Put it in Reverse

Unit 6 Session 1 (Click for link to problem statements)

Problem Highlights

• 💡 Difficulty: Easy
• ⏰ Time to complete: 10 mins
• 🛠️ Topics: Linked List, In-place Operations

1: U-nderstand

Understand what the interviewer is asking for by using test cases and questions about the problem.

• Established a set (2-3) of test cases to verify their own solution later.
• Established a set (1-2) of edge cases to verify their solution handles complexities.
• Have fully understood the problem and have no clarifying questions.
• Have you verified any Time/Space Constraints for this problem?

• Q: Does the linked list handle different data types?
  • A: The function assumes the list contains comparable data types that support the operations used.

HAPPY CASE
Input: head = Node(1, Node(2, Node(3)))
Output: 3 -> 2 -> 1
Explanation: Each node's pointer is reversed, resulting in the tail becoming the new head.

EDGE CASE
Input: head = None
Output: None
Explanation: An empty list remains empty when reversed.

2: M-atch

Match what this problem looks like to known categories of problems, e.g. Linked List or Dynamic Programming, and strategies or patterns in those categories.

The problem of reversing a singly linked list in place is fundamental in manipulating data structures, especially linked lists. There is no special trick to it, we will just need to carefully keep track of our pointers as we go.

3: P-lan

Plan the solution with appropriate visualizations and pseudocode.

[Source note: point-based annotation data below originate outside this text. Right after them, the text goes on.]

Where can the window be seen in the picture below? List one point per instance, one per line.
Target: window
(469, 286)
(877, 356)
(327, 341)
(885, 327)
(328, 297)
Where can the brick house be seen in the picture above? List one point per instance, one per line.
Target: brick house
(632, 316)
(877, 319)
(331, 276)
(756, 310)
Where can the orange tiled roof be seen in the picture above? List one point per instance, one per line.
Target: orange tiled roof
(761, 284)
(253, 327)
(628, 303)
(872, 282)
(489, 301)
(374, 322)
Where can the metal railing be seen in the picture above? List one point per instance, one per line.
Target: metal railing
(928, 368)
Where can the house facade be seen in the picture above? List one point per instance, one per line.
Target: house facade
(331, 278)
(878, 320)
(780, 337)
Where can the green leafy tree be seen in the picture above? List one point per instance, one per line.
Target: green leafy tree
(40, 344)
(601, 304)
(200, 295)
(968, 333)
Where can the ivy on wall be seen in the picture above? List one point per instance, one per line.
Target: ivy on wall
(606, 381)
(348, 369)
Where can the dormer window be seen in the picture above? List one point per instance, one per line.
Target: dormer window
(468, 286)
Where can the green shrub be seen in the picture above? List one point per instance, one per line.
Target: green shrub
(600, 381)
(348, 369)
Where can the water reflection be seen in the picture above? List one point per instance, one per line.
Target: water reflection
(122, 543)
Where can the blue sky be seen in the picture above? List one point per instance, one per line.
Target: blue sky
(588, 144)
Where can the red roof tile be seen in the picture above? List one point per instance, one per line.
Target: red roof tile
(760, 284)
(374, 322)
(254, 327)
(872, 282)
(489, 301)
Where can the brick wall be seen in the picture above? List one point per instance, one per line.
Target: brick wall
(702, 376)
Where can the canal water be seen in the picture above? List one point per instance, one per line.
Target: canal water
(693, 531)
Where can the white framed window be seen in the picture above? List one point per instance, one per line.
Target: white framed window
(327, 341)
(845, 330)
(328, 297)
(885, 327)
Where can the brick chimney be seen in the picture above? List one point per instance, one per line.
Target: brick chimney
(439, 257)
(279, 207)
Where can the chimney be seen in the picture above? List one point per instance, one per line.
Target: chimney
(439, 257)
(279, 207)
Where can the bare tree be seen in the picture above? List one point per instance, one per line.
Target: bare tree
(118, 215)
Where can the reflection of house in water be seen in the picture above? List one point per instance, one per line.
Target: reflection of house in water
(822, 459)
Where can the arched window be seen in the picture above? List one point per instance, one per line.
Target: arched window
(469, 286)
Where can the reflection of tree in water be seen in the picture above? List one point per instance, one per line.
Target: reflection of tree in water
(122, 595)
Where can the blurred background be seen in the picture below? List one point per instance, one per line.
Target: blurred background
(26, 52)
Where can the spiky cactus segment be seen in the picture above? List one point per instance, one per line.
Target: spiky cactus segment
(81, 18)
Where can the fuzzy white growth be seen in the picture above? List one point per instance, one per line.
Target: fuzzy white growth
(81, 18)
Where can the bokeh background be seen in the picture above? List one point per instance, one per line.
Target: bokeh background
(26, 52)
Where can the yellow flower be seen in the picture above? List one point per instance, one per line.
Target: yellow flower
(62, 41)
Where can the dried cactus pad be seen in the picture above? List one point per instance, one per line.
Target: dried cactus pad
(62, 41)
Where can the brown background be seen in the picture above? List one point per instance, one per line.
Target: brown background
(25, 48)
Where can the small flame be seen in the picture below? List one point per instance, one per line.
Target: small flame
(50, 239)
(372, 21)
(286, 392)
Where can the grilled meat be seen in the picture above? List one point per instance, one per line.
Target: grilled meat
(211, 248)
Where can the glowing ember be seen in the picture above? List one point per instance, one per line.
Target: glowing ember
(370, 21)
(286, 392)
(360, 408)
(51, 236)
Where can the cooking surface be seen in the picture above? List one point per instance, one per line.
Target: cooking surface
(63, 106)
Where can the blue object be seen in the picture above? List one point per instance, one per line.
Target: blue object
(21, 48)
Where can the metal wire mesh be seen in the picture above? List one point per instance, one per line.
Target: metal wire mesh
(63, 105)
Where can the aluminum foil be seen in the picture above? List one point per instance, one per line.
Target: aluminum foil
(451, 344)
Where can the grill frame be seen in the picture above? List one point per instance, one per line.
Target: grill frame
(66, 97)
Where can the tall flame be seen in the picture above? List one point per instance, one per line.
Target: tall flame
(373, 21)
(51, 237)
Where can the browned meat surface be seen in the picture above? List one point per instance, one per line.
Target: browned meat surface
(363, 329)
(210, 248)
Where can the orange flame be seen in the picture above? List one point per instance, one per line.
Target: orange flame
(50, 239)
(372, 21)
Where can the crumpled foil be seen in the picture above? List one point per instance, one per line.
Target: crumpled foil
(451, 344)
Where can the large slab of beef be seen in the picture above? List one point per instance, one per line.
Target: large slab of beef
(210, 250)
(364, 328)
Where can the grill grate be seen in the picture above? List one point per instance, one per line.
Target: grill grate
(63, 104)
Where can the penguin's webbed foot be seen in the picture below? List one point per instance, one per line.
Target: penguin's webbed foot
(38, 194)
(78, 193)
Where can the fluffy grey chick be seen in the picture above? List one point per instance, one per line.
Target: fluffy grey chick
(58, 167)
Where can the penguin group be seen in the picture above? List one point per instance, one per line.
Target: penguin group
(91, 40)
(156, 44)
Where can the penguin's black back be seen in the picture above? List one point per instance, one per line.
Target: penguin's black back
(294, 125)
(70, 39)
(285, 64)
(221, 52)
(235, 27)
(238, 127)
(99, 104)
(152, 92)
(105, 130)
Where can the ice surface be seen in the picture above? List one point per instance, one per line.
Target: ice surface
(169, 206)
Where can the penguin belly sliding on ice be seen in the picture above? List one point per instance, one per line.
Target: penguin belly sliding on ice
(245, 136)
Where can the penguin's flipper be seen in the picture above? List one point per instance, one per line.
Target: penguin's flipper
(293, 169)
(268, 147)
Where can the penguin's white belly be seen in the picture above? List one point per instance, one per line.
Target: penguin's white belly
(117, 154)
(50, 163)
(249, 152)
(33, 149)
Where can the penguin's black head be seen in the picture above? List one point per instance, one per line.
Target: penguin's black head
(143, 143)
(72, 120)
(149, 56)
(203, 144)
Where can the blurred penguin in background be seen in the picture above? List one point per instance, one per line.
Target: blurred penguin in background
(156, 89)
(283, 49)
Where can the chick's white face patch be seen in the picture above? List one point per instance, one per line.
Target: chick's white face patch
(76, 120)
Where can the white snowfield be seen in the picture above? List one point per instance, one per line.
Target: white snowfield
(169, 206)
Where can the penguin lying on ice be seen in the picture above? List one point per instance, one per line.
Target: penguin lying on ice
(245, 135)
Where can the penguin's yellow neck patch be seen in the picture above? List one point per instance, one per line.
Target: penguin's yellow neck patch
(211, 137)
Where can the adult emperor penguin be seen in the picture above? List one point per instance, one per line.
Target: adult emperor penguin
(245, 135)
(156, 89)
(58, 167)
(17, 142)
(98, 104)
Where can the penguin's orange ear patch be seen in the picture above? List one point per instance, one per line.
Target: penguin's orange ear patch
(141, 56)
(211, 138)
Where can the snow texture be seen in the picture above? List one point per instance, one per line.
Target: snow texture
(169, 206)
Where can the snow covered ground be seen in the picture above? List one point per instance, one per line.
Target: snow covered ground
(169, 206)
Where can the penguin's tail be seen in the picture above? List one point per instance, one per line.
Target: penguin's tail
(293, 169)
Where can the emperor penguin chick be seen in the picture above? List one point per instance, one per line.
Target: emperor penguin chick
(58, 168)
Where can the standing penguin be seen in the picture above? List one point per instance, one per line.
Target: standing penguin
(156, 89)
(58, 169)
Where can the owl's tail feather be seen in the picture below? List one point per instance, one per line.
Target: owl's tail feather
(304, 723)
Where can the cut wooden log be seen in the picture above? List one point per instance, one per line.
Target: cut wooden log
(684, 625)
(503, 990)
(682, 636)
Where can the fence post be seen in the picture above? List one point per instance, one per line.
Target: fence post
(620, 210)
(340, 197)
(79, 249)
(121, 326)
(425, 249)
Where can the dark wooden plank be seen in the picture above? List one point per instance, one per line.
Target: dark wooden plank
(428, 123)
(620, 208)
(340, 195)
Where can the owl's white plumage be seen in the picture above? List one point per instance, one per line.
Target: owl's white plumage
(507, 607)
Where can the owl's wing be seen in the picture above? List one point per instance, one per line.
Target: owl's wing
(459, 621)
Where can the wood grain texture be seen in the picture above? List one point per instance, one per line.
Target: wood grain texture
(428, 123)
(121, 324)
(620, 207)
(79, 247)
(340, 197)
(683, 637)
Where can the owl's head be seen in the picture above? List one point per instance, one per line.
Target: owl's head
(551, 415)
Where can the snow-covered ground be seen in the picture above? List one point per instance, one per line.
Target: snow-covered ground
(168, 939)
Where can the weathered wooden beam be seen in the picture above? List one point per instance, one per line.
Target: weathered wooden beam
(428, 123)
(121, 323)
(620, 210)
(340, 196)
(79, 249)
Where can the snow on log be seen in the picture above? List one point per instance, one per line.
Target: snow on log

General Idea: Reverse the pointers of the list nodes one by one, moving from the head towards the tail.

1) Initialize a pointer `previous` to `None` and start with `current` at the head of the list.
2) Iterate through the list, for each node:
    - Store the next node temporarily.
    - Reverse the `current.next` pointer to point to `previous`.
    - Move `previous` and `current` forward.
3) Return `previous` as it will be the new head of the reversed list after the loop completes.

⚠️ Common Mistakes

• Losing reference to the rest of the list while reversing pointers.
• Returning the wrong node as the head of the reversed list.

4: I-mplement

Implement the code to solve the algorithm.

class Node:
    def __init__(self, value=None, next=None):
        self.value = value
        self.next = next

def reverse(head):
    previous = None  # This will eventually become the new head of the reversed list
    current = head  # Start with the head of the original list

    while current:
        next_node = current.next  # Temporarily store the next node
        current.next = previous  # Reverse the current node's pointer
        previous = current  # Move pointers one position forward
        current = next_node  # Continue to next node

    return previous  # At the end, 'previous' will be the new head of the reversed list

5: R-eview

Review the code by running specific example(s) and recording values (watchlist) of your code's variables along the way.

• Test the function with varying lengths of lists, including the edge case of an empty list.
• Ensure that the function does not use extra space beyond the necessary pointers.

6: E-valuate

Evaluate the performance of your algorithm and state any strong/weak or future potential work.

• Time Complexity: O(n) where n is the length of the linked list. Each node in the list is visited once to reverse its pointer.
• Space Complexity: O(1) because the space used is constant, involving only a few pointer variables, regardless of the size of the input list.